One of the historical ways of celebrating Hinamatsuri is known as Hina Nagashi or “doll floating.” It is believed that the dolls are able to absorb negative and malicious energy, and placing the dolls in a boat to float down a river touching the sea will release the dark energy. In time, this was changed because it was wasteful. Some shrines, however, still offer doll floating but they would collect the dolls at the end to be burned.

2. Peach Blossoms

Hinamatsuri is one of the five seasonal festivals in Japan. It is traditionally called Momo no Sekku or “the peach festival” as it takes place after winter when peach trees begin to blossom. Because of this, it has become a tradition to use peach blossoms as decoration. One way of decorating with peach blossoms is displaying its branch. It could be real or simply made of paper or silk. Tsurushi-bina or hanging ornaments with symbols of happiness and growth like peaches, rabbits, and dolls are also usual.

3. Food

A number of different dishes and snacks are prepared and offered to commemorate Hinamatsuri.
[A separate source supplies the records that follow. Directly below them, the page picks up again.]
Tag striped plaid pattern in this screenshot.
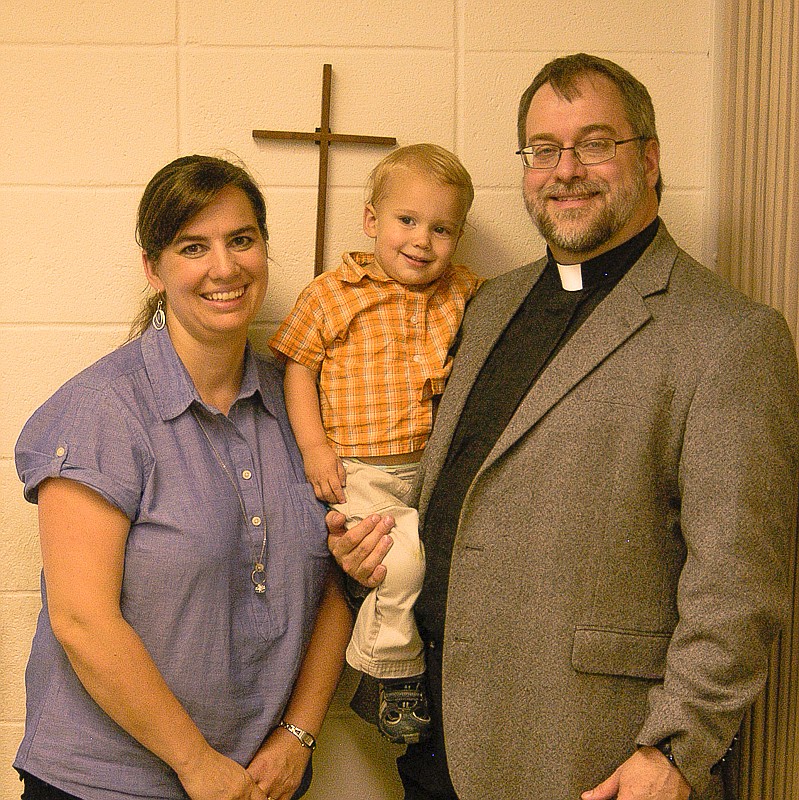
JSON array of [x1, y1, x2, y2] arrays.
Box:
[[269, 252, 482, 457]]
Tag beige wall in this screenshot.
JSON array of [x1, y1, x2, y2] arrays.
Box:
[[0, 0, 718, 800]]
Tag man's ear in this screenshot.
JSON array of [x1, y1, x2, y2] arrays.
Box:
[[644, 139, 660, 189], [141, 250, 164, 292], [363, 203, 377, 239]]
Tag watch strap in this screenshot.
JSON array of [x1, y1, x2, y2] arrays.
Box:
[[278, 719, 316, 752]]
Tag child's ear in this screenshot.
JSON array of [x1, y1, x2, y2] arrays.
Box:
[[363, 203, 377, 239]]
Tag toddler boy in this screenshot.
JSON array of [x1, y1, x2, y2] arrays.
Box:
[[270, 144, 480, 744]]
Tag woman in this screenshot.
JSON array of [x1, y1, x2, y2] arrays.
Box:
[[15, 156, 351, 800]]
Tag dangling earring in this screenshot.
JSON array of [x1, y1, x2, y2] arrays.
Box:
[[153, 300, 166, 331]]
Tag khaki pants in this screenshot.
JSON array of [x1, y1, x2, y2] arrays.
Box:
[[333, 458, 424, 678]]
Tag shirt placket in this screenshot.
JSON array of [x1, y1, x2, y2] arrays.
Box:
[[222, 416, 269, 608], [408, 292, 428, 438]]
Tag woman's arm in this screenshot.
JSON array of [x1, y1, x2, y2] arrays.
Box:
[[283, 359, 346, 503], [39, 478, 264, 800], [247, 570, 352, 800]]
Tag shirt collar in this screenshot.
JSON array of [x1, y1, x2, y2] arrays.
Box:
[[547, 217, 660, 289], [141, 325, 278, 421], [339, 255, 390, 283]]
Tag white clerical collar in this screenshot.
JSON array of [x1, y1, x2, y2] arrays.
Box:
[[556, 262, 583, 292]]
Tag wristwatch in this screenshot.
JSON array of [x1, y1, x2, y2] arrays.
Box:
[[278, 719, 316, 752], [652, 739, 677, 767]]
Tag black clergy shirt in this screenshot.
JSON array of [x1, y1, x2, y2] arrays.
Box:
[[400, 219, 659, 796]]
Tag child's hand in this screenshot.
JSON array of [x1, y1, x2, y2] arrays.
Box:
[[302, 444, 347, 503]]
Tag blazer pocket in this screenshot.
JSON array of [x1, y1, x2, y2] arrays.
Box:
[[572, 628, 671, 680]]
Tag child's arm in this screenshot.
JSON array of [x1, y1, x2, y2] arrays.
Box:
[[283, 359, 346, 503]]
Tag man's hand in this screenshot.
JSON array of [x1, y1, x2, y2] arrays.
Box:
[[325, 511, 394, 589], [580, 747, 691, 800]]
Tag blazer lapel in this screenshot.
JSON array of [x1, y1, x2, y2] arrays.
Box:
[[418, 258, 547, 515], [478, 223, 677, 475]]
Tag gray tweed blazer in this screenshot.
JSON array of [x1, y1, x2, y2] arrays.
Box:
[[419, 223, 799, 800]]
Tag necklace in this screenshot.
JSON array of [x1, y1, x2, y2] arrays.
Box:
[[191, 408, 266, 594]]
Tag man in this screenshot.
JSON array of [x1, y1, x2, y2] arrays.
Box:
[[330, 54, 799, 800]]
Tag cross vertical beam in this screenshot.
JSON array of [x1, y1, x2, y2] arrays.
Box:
[[252, 64, 397, 276]]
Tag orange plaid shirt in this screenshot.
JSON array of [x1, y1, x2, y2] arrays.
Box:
[[269, 253, 482, 457]]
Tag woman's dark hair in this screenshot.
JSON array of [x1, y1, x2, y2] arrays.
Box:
[[128, 155, 269, 340]]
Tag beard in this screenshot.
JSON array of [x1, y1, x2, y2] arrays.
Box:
[[524, 163, 648, 253]]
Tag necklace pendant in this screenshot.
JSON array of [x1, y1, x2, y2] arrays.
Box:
[[250, 561, 266, 594]]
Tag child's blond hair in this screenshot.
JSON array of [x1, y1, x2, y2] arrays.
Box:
[[366, 142, 474, 220]]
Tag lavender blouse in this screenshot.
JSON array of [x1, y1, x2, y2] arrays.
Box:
[[14, 328, 331, 800]]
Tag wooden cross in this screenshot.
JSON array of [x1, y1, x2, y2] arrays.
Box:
[[252, 64, 397, 276]]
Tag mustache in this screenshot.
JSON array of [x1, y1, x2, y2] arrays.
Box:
[[541, 181, 607, 199]]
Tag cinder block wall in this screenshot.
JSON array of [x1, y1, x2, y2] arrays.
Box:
[[0, 0, 718, 800]]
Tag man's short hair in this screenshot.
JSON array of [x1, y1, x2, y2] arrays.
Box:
[[517, 53, 663, 200]]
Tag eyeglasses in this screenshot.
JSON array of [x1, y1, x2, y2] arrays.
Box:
[[516, 136, 648, 169]]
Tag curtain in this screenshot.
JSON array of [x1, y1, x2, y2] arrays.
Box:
[[717, 0, 799, 800]]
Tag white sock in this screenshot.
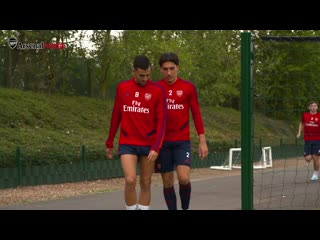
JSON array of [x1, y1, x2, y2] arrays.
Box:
[[138, 204, 150, 210], [126, 204, 138, 210]]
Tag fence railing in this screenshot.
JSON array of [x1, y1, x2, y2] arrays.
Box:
[[0, 144, 303, 189]]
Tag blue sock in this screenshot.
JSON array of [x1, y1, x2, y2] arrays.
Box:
[[163, 186, 177, 210], [179, 182, 191, 210]]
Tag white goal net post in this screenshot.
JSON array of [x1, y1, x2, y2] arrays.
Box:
[[210, 147, 272, 170]]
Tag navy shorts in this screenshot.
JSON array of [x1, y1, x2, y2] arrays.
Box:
[[118, 144, 151, 157], [155, 141, 191, 173], [304, 140, 320, 156]]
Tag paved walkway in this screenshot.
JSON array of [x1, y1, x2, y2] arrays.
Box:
[[0, 176, 241, 210]]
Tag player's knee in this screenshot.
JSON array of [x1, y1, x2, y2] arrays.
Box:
[[304, 155, 312, 162], [179, 176, 190, 185], [125, 176, 137, 187]]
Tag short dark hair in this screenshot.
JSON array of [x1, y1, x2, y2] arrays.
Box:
[[159, 52, 179, 67], [133, 55, 151, 70], [308, 101, 319, 107]]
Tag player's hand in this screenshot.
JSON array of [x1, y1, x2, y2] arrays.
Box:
[[147, 150, 158, 162], [199, 142, 209, 160], [106, 148, 113, 159]]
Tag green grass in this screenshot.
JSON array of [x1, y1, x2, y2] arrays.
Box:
[[0, 88, 298, 165]]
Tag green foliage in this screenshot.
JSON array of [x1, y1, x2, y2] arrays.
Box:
[[0, 88, 298, 167]]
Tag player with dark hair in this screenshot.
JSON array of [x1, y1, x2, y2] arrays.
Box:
[[297, 101, 320, 181], [156, 53, 208, 210], [106, 55, 167, 210]]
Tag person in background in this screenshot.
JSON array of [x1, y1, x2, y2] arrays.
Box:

The similarity between these foods is that they are all colorful. One of the most popular is the Chirashi-zushi or scattered sushi, a colorful dish that is sometimes served with pink rice and Ushiojiru or clam soup. Popular snacks include hina-arare or colorful rice crackers and a variety of different flavored mochi or rice cakes. There is also a popular beverage called shirozake, a fermented rice sake.

If it is already possible to travel to Japan, this would be a wonderful time to visit various shrines like Tomisaki Shrine in Chiba to see their beautiful display of thousands of traditional dolls. If you like to experience the doll floating, Awashima Shrine in Wakayama still offers this ritual.